The actions are available in the Elements area; they will be described here. Actions can be connected to conditions and other actions. The following process elements can only be configured if a triggering data group (e.g. via a data group event handler) is defined in the process chain:
With a data group action, data records can be inserted or existing data records can be edited or deleted. Data group actions can only be configured if they are connected to a fully configured data group event handler.
With this action, notifications can be sent via email when specific events occur. In order to use this function, the Email service must be configured in the Tools module. To send emails with links to portal pages via the process, the base URL in the portal properties must contain the root URL of the portal (such as https://portal.example.com/).
A WebSocket actions makes it easy for you to write WebSocket messages and connect them to a topic.
More information about WebSockets is available here:
Please note: You can also use Groovy actions to write WebSocket messages and connect them to a topic.
More information about this is available in the chapter Groovy action with WebSocket functions.
This action allows you to perform event-controlled document generation. The document can be saved directly to a data record. The following requirements must be met before you can use this action:
The desired view page must be activated for document generation.
A template must be created that contains formatting information for the text.
A file data field where the documents are stored is required.
Click here for general information about parameters.
With a data group timer action, you will define a time-controlled event, like you do with a global timer that will be run in the course of the process. As opposed to the global timer, a task will be generated once the timer action is initiated in the process chain. The data group timer action must be connected to a data group or timer event handler that reacts to an additional timer action or a global timer that is connected to a data group. When it is triggered, it generates a task for every received data record. In the Tools module, the data record GUID will be listed alongside each of these tasks. This GUID can then be used in Groovy or generic event handlers. Here is an example: A data group event handler reacts to a change in reports. The timer should report each unreleased report via email. If you want to react to the data group timer action that you have defined you will require an event handler (timer, Groovy, or generic events handler), which will react to the task that is created via the data group timer action at the defined point in time.
A universal timer action will be implemented when a task should be created in the process chain.

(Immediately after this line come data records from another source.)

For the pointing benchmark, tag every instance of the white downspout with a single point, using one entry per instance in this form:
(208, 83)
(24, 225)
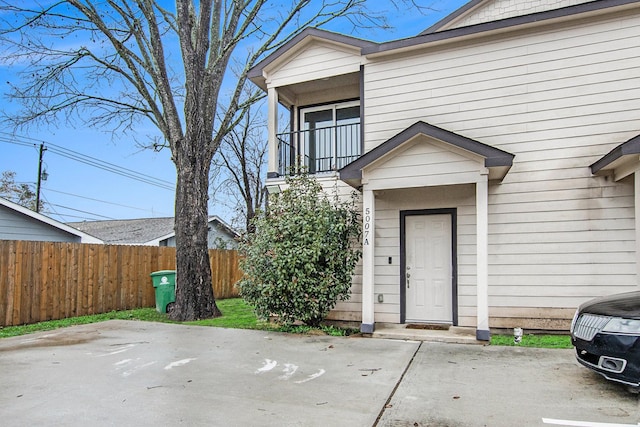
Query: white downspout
(368, 261)
(482, 262)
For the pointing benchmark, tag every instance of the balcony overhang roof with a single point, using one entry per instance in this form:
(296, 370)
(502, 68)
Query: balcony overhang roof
(258, 73)
(621, 161)
(497, 161)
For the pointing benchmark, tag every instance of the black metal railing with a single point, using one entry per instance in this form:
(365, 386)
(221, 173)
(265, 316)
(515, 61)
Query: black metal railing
(319, 150)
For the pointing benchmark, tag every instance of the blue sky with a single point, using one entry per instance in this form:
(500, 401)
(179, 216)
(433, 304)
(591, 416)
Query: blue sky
(92, 193)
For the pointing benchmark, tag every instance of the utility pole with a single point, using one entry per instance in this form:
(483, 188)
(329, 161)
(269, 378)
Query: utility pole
(42, 150)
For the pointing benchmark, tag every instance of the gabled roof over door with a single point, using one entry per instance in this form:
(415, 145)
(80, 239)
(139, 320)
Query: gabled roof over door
(425, 155)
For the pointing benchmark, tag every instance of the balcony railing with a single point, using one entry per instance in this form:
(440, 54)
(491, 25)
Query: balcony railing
(318, 150)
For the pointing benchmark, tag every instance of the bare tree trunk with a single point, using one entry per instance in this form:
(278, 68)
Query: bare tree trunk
(194, 291)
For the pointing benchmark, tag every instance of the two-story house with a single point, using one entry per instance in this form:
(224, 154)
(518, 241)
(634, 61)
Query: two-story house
(496, 154)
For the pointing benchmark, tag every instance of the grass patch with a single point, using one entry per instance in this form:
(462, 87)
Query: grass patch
(530, 340)
(236, 314)
(148, 314)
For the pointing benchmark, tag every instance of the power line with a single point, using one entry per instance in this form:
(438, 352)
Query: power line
(78, 210)
(97, 200)
(88, 160)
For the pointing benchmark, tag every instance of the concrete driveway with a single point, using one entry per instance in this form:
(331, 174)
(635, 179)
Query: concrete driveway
(136, 373)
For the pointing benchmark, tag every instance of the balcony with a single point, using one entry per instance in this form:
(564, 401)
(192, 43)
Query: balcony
(318, 150)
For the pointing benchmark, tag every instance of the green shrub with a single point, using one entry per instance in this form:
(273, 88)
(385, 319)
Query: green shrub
(300, 259)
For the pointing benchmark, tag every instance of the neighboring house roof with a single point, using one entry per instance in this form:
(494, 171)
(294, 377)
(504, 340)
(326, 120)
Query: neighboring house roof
(140, 231)
(84, 237)
(493, 157)
(127, 231)
(212, 220)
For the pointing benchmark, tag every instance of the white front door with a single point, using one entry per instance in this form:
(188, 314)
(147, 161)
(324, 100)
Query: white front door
(428, 269)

In contrast to a data group timer action it will not react to data records but rather a task will be generated once, when the timer action is triggered during the process. Here you have the choice between setting a relative or absolute timer.
A web service request can be performed with this action.
To be able to structure Intrexx applications even more flexibly, you have the ability to integrate Groovy scripts into your processes. Groovy is considered to be better integrated than most other script languages on the Java Virtual Machine. Existing libraries or Groovy objects and classes in Java can be used easily. From the properties dialog you can reach the script editor where you can compose scripts and add them to the process.
The generic action uses events from the functions in Intrexx classes, or third-party classes.
With this action you will define a specific user whose context should be used to perform the subsequent steps of the process. This makes it possible to use the permissions of a user in the process to make changes in an Intrexx portal or in released mailboxes in Microsoft Exchange.
With this element, you can integrate one or more existing processes, which respond to the same data group event, into the current process. You can also specify the order that the processes should be executed in. The event, which triggered the invoking process will then be transferred. In the invoked process, the event may not be identified based on its class but rather via its interface (e.g. in Groovy event handlers). This rule always applies. The property g_wfContext.internalTrigger, available in Groovy, is set to true in the invoked process. The processing takes place synchronously, in the same thread and in the same transaction. Exceptions, which occur in the invoked processes, will be transferred to the invoking process.
With this element, the process will be stopped at exactly the location where the element has been placed in the chain.